Project 1 CAR rear subframe bushings whiteline

Words: Don Cheng

Photography: Don Cheng

Published: June 20, 2017


It’s been a long time since we’ve last touched Project One. Not to say that work hasn’t been done in the background, but with the car sitting on a set of bald Michelins and the Canadian winter looming in late 2016, it was best to leave it stored over the winter and pick things up where we left off.


We started ordering parts almost immediately after shutting off the 135i for the last time in 2016. Parts have been slowly streaming in throughout the winter and we’ve got a small stash now ready to address each of the weak points we found in our last track shakedown. To recap, the suspension, an integral part of the behaviour of the car felt underwhelming when pushed even remotely near the car’s limits. Combined with the fact that the car had developed a strange clunk coming from the front passenger side, and a blown front left strut it was high time to give the 135i’s handling the complete overhaul it deserves.



But before we address any of that, it’s time to address one of the biggest limitations in the 135i’s handling repertoire - the rear subframe bushings. Comprised originally of soft rubber, the bushings deflect under load causing the rear end of the vehicle to squirrel back and forth when putting the pedal to the metal. To address this, a common modification owners do is swap them in for the harder rubber bushings from an E9X M3. The only downside to this is the complexity of re-inserting the new bushings. We looked at the market and found a product from Whiteline that will do all the things of the M3 bushings, and then some.



These polyurethane bushings are a multi-piece design, allowing simpler installation without needing to remove the rear subframe entirely. Fresh from its winter hibernation, we took it over to our good friends at Unique Workshop to install the first step to our suspension overhaul.



Unique isn’t new to the automotive scene. They’ve been around for a number of years now primarily servicing the JDM Tuner scene. But that doesn’t mean they are strangers to the European market offerings. The N54B30 in the 135i is a familiar model to them and they know the E82’s chassis like the back of their hand.



Their approach to the swap involved lowering one side of the subframe bushing just slightly, installing the subframe bushings, and then moving to the next side. The first side was accomplished with relative ease. All it took was a short torching of the subframe around the housing to expand the metal and push the bushing out - though there was a few tense moments around the shop was we heated up the metal very close to the fuel tank. As the experts worked away, I took the opportunity to explore around the shop and see some of the other unique vehicles (get it?) that are present - taking extra time to appreciate the super clean Austin Yellow M4 that was receiving a precise detailing job.

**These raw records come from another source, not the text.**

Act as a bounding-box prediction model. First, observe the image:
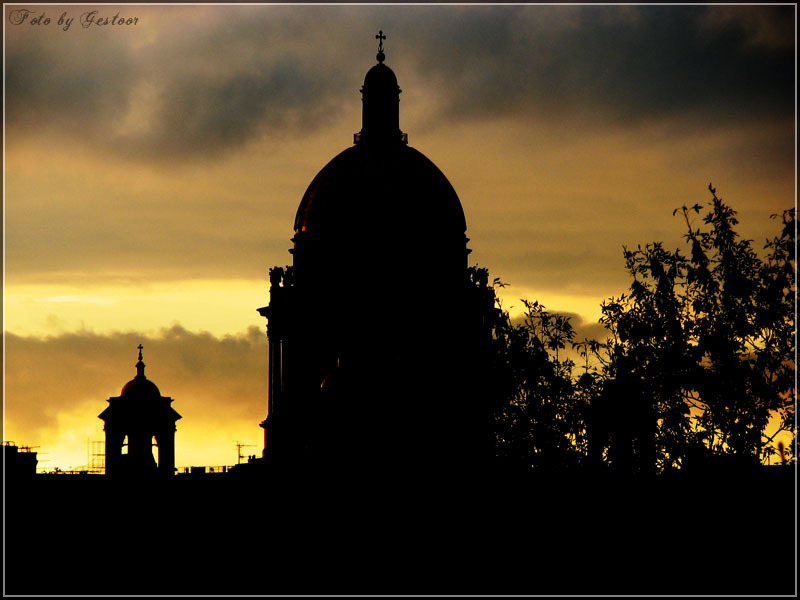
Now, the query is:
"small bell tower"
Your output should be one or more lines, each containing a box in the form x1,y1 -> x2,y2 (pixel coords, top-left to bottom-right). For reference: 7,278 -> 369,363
98,344 -> 181,479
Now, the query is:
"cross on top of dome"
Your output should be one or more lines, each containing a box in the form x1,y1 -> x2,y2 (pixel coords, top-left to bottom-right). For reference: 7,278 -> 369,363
375,29 -> 386,63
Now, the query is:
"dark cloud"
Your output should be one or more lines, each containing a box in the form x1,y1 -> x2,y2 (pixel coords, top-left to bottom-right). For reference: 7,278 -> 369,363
400,6 -> 794,127
4,326 -> 267,447
6,5 -> 794,160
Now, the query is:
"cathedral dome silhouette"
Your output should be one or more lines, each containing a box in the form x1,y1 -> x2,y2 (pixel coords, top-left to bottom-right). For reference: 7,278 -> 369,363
292,42 -> 469,293
294,144 -> 467,235
258,32 -> 484,473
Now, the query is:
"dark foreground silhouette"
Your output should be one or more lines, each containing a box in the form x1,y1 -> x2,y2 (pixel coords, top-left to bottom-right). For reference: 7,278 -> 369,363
5,467 -> 796,595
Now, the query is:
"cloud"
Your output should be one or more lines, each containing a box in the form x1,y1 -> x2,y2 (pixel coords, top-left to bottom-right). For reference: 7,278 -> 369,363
6,6 -> 794,161
4,326 -> 267,468
400,6 -> 794,123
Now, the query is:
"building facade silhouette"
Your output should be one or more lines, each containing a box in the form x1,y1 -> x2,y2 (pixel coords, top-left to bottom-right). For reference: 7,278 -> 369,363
259,33 -> 493,472
98,344 -> 181,479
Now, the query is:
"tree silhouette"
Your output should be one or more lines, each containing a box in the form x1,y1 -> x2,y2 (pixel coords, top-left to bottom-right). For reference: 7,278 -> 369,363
486,185 -> 797,474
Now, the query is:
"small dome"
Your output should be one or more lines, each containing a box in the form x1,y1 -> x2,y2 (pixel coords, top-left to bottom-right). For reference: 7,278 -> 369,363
119,375 -> 161,398
362,63 -> 400,94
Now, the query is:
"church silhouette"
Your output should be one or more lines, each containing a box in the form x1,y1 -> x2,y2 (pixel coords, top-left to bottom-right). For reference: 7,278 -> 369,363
259,32 -> 493,476
4,31 -> 796,595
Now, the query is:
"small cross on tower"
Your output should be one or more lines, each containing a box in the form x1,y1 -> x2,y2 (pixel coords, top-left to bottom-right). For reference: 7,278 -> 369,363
375,29 -> 386,63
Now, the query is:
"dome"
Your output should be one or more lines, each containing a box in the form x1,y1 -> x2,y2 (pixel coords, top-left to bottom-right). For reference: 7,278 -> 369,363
362,63 -> 400,94
119,354 -> 161,398
119,375 -> 161,398
294,143 -> 467,236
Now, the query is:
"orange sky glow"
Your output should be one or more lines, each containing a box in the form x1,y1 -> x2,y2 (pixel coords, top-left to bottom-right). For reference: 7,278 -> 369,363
3,5 -> 796,470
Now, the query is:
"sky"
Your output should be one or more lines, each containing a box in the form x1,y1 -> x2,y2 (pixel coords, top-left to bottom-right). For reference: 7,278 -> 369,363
3,4 -> 796,470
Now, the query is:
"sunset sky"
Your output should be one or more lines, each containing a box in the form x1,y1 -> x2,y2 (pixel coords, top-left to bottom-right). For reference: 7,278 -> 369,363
3,4 -> 796,470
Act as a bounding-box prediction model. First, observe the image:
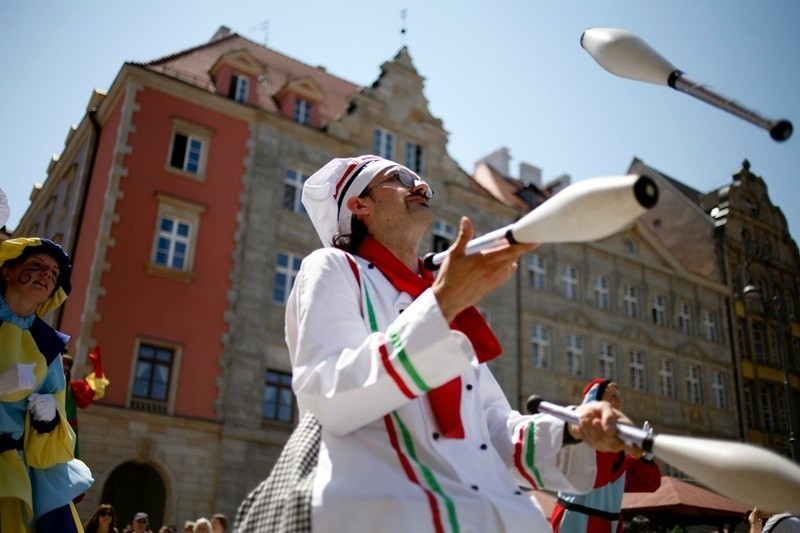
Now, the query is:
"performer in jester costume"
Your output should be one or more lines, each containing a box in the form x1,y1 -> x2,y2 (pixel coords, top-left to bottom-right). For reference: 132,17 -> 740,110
0,238 -> 93,533
550,378 -> 661,533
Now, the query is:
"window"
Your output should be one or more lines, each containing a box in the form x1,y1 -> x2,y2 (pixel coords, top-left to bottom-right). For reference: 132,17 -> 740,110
630,350 -> 647,391
703,311 -> 718,342
228,74 -> 250,103
150,193 -> 205,274
753,324 -> 767,363
154,215 -> 192,270
567,333 -> 585,378
650,294 -> 667,326
678,302 -> 692,335
711,370 -> 728,409
531,326 -> 550,370
167,118 -> 212,177
528,254 -> 547,291
658,357 -> 675,398
272,252 -> 303,304
758,385 -> 777,431
261,370 -> 295,422
372,128 -> 394,160
283,168 -> 308,213
406,141 -> 425,176
594,274 -> 611,309
742,381 -> 756,428
622,239 -> 636,255
293,98 -> 311,125
622,283 -> 639,318
686,365 -> 703,405
561,265 -> 578,300
597,342 -> 617,381
131,343 -> 175,404
432,220 -> 456,254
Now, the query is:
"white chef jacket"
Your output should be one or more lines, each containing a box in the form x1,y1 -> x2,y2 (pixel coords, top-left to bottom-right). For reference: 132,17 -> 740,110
286,248 -> 595,533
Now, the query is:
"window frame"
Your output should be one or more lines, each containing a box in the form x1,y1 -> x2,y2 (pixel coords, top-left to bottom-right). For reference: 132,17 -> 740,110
272,251 -> 303,305
261,368 -> 297,424
147,192 -> 206,281
372,128 -> 396,161
281,167 -> 309,215
530,324 -> 553,370
564,333 -> 586,378
164,117 -> 214,181
126,337 -> 183,414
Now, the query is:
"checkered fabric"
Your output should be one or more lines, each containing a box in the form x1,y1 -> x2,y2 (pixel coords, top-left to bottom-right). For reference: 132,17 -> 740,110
233,413 -> 321,533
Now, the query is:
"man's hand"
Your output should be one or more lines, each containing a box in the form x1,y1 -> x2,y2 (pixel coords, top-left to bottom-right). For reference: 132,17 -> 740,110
0,363 -> 36,396
433,217 -> 537,322
567,402 -> 633,452
28,393 -> 56,422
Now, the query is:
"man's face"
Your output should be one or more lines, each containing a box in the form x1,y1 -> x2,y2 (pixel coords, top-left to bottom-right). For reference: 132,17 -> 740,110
0,254 -> 61,307
362,166 -> 433,231
601,385 -> 622,409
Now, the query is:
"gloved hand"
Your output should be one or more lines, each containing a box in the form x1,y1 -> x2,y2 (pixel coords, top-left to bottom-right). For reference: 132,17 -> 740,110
642,420 -> 654,461
0,363 -> 36,396
28,392 -> 56,422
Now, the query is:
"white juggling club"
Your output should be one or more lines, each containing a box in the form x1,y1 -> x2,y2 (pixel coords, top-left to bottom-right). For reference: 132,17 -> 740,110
526,395 -> 800,513
581,28 -> 792,141
425,174 -> 658,270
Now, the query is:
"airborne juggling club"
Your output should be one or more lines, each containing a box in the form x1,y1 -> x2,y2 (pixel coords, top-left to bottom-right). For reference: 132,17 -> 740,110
425,174 -> 658,270
525,395 -> 800,513
581,28 -> 792,141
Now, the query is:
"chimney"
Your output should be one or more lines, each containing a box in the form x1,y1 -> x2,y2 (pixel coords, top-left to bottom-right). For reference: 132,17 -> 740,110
519,163 -> 542,190
475,147 -> 511,176
211,26 -> 231,41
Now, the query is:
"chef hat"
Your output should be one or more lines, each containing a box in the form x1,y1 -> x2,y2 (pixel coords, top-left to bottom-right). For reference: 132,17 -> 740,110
302,155 -> 400,246
583,378 -> 611,403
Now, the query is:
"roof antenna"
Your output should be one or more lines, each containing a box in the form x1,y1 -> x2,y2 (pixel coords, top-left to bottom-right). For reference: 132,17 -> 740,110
400,9 -> 408,48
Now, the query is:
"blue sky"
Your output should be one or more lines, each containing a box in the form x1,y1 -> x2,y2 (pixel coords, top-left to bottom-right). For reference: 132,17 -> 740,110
0,0 -> 800,239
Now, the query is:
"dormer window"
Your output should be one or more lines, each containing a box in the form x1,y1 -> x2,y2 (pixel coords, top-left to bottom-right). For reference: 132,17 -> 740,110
208,50 -> 264,104
228,74 -> 250,103
273,77 -> 325,128
294,97 -> 312,125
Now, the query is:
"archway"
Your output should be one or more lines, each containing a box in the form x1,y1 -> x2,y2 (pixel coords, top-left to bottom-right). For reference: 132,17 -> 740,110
101,462 -> 166,531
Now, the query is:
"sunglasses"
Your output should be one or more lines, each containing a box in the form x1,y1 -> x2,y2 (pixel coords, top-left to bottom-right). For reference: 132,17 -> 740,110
360,168 -> 433,200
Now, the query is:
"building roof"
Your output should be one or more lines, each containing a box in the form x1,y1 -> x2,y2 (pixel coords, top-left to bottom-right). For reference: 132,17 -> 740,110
139,32 -> 360,127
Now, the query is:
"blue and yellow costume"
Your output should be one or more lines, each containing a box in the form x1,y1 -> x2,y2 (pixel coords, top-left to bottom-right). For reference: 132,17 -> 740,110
0,238 -> 93,533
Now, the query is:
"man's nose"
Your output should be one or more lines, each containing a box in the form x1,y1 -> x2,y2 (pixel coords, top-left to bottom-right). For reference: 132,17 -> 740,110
412,179 -> 433,200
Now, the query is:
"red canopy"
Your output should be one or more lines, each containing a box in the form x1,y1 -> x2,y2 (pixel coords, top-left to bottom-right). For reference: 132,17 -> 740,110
622,476 -> 750,524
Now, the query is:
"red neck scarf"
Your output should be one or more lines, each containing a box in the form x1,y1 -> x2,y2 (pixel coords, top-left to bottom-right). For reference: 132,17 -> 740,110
358,237 -> 503,439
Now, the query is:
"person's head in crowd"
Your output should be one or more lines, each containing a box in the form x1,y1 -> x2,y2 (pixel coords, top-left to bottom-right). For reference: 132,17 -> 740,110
211,513 -> 228,533
192,516 -> 213,533
131,511 -> 150,533
83,503 -> 117,531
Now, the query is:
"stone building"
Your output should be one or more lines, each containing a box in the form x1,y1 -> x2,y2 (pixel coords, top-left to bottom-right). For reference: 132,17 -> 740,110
698,160 -> 800,462
15,27 -> 516,524
14,23 -> 788,524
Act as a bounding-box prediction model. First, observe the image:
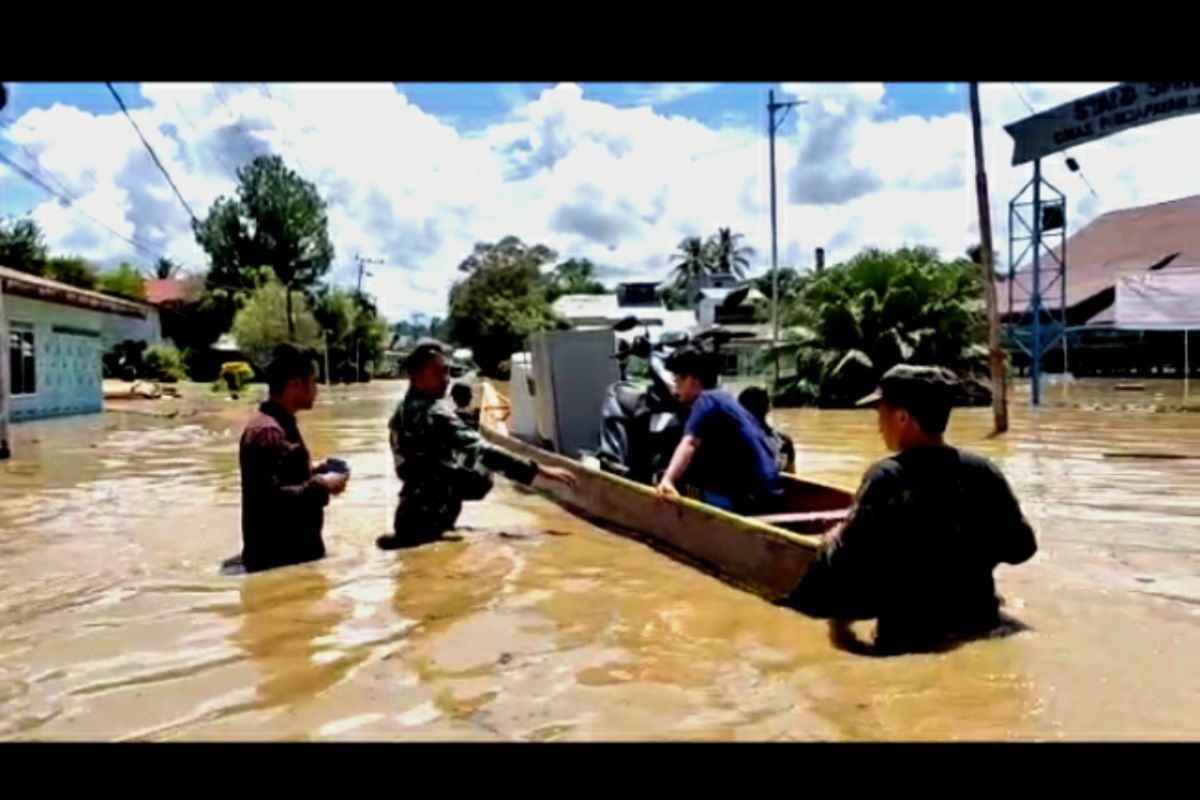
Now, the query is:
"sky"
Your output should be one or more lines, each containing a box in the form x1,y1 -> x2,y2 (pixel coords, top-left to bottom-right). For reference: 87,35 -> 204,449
0,82 -> 1200,320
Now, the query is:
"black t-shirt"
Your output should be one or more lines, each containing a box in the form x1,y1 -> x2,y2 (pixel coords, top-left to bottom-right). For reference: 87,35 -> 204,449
794,446 -> 1037,649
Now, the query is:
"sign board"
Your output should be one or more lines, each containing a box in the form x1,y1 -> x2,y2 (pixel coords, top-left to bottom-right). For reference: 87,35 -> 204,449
1004,80 -> 1200,167
1116,269 -> 1200,331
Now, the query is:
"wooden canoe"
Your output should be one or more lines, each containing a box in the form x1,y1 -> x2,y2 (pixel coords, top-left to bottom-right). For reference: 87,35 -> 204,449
480,383 -> 852,602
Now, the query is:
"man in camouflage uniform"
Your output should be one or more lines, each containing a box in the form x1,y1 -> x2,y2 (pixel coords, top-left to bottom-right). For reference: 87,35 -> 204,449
377,342 -> 575,549
791,365 -> 1038,655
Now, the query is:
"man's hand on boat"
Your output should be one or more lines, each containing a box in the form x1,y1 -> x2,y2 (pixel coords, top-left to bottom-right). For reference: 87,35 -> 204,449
655,477 -> 679,500
538,464 -> 578,489
312,473 -> 350,497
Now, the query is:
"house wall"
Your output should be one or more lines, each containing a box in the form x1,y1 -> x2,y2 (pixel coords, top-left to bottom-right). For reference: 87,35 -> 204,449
0,294 -> 107,422
100,306 -> 162,353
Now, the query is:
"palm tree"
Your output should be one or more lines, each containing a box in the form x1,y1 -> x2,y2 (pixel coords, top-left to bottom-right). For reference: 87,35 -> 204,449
551,258 -> 605,294
709,228 -> 754,281
779,248 -> 986,405
671,236 -> 715,297
154,255 -> 180,281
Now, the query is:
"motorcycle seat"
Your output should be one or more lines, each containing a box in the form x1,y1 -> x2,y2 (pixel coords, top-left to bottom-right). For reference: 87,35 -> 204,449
613,381 -> 644,416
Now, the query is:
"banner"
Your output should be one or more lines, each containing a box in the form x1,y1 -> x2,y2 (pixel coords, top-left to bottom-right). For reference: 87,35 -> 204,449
1004,80 -> 1200,167
1115,269 -> 1200,331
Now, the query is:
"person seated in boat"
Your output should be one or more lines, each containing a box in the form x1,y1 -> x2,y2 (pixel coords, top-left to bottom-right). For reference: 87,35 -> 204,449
376,342 -> 575,551
791,365 -> 1038,655
450,384 -> 479,428
231,344 -> 349,572
738,386 -> 796,475
658,345 -> 781,513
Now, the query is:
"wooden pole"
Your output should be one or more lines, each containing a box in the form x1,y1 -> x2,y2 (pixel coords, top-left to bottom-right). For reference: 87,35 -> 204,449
0,281 -> 12,461
971,83 -> 1008,434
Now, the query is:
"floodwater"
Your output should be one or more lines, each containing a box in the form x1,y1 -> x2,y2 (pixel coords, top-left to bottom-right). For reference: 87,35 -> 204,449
0,384 -> 1200,741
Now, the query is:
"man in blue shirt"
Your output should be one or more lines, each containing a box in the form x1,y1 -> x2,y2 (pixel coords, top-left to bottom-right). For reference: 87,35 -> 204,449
658,348 -> 781,513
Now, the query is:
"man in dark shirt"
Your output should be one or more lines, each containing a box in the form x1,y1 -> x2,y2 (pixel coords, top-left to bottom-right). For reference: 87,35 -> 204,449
738,386 -> 796,474
792,365 -> 1037,655
450,384 -> 479,431
658,348 -> 781,513
234,344 -> 348,572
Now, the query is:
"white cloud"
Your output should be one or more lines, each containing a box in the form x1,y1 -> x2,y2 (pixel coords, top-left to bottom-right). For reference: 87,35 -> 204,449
630,83 -> 719,106
0,83 -> 1200,317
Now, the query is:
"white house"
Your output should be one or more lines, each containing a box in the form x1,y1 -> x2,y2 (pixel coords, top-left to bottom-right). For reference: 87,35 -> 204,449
0,266 -> 162,455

With the left side wrapped up, we moved on to the right side (when I say “we” I really mean Unique’s very own Vincent), which quickly proved to be a pain. Even without driving the car, we could tell that these bushings work very well in limiting the subframe’s movement. As it turns out when we tried to lower the right side, the bushings wouldn’t allow for the subframe to drop enough to slide the bushing removal tool in. After some improvising and playing with a pry bar, the tool slid in place and the final pair of bushings came out.



With all the Whiteline bushings in place and everything bolted up, it was time to just see how much of a difference this seemingly small change makes. The result is staggering. It’s easily one of my favourite mods to the car.


The rear end feels much more solid and much more capable of taking a stronger spring rate. Previously, the springs felt they were on the verge of overwhelming the rear end. Hitting potholes in the past caused the back-end to squiggle left and right before settling down.



Bump steer was a serious concern when turning and hitting a manhole cover for example, causing the entire car to jump in an alternative direction, making fast turns a somewhat harrowing experience. With the bushings installed, the rear end feels more composed. The spring rate and dampers still don’t match the car but the nervousness of the rear end and side-to side flex are 90% alleviated.